According to Andrew McAfee of the MIT Centre for Digital Business in an article in MIT Sloan Management Review many companies still practice decision making by Hippo. Actually he refers to it as HPPO, the Highest Paid Persons Opinion.
This resonated with me having just completed the draft for a chapter on networked decision making in our upcoming book Decision Sourcing, published by Gower.
McAfee argues that the next wave of enterprise 2.0 will see organisations make decisions in new ways. Decision making by HPPO is in sharp decline.

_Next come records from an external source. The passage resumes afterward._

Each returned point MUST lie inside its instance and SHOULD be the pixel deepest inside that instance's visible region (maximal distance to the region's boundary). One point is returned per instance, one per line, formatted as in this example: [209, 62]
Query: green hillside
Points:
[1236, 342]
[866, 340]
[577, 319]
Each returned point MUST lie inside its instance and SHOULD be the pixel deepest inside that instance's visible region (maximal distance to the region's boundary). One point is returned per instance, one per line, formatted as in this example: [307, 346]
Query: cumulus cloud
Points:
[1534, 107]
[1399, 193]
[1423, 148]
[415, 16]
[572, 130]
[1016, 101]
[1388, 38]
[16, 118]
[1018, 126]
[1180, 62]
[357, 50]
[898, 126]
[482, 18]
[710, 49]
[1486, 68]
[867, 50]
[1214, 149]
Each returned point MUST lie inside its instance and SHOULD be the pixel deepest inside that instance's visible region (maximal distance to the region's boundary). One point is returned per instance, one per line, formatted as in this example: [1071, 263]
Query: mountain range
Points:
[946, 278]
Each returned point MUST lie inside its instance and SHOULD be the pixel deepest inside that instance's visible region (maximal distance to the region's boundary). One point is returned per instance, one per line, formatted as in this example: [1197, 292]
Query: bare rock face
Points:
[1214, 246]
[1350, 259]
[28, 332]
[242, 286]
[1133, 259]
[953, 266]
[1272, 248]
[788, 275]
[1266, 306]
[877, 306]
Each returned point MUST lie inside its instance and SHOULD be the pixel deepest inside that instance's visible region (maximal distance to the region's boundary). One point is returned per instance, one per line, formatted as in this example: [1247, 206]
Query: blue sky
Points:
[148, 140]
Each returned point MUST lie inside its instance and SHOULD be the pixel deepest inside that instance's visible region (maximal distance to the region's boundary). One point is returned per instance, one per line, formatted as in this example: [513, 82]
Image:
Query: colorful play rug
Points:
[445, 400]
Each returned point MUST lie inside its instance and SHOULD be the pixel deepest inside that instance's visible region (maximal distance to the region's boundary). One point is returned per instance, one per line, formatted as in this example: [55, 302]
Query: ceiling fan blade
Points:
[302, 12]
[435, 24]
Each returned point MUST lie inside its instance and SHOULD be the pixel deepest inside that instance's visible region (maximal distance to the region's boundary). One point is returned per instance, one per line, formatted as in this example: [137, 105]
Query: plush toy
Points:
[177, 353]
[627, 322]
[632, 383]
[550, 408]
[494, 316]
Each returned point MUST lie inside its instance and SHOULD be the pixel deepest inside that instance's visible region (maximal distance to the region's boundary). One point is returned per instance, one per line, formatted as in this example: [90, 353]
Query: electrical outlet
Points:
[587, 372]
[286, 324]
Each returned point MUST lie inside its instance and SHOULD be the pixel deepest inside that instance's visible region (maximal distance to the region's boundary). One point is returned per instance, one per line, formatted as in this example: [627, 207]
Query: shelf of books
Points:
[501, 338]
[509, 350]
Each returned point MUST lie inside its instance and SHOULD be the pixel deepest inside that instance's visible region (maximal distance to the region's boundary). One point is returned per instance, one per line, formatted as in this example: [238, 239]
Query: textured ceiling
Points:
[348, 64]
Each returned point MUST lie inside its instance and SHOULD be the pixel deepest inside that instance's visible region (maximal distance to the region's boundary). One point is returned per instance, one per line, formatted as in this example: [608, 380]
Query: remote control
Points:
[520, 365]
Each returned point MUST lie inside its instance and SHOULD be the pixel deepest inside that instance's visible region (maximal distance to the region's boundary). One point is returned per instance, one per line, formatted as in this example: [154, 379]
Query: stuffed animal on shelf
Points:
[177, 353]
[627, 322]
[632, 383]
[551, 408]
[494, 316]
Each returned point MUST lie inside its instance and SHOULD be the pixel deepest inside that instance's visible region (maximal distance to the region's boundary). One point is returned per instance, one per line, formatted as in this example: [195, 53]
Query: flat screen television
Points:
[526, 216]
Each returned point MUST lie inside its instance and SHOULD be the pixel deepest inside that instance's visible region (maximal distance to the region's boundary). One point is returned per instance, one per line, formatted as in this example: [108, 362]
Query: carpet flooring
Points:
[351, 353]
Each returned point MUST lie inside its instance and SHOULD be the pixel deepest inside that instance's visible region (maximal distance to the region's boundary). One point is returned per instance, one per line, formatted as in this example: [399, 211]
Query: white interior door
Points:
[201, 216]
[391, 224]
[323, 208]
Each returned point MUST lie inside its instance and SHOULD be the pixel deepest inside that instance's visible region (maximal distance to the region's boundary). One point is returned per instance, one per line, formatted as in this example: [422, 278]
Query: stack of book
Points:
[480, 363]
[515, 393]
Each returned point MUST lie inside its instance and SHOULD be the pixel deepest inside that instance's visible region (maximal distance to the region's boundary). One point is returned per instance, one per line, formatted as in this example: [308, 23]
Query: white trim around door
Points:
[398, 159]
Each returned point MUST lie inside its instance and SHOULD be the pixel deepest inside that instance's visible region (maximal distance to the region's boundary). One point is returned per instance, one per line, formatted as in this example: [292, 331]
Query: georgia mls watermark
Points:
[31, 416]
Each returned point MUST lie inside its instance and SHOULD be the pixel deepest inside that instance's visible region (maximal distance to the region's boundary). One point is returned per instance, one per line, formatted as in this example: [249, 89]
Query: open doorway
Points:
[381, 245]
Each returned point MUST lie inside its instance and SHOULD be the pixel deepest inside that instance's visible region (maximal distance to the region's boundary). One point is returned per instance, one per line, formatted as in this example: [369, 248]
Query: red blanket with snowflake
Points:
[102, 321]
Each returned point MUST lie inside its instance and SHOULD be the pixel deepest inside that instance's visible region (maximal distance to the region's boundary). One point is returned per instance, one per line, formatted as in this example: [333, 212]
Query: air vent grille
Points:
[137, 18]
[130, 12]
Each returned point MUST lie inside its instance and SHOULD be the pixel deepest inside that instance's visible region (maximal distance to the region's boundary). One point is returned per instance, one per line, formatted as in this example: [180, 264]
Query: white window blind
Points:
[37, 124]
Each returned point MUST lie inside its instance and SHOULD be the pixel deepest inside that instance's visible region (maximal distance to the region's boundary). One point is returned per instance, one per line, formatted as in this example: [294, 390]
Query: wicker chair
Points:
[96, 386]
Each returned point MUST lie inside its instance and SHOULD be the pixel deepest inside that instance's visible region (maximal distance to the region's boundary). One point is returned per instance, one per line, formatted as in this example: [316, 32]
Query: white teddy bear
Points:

The book argues that the current default mechanic for organisational decision making , the hierarchy, has literally run out of steam. It’s origins are rooted in a time where capital was scarce and labour was abundant. The top of the hierarchy was probably occupied by the owner of the capital. They also had the most business experience, the most knowledge and enough life experience to co-ordinate the work of everyone else. In a knowledge based economy, these things just don’t align any more. One of the hottest jobs at the moment, that of ‘community manager’ didn’t exist five years ago. If you are managing a community manager today, you have most likely never been a community manager yourself. As a manager of a community manager you better be good at co-ordinating the work of others, the primary purpose of management because you are not adding too much in the way of domain experience.
Social Decision Making, those decisions made by Socially aligned organisations will take many more inputs, many more perspectives all helped by the automation afforded by enterprise social platforms. There will be no decision made simply because of the HiPPO. They will undoubtedly be better for it.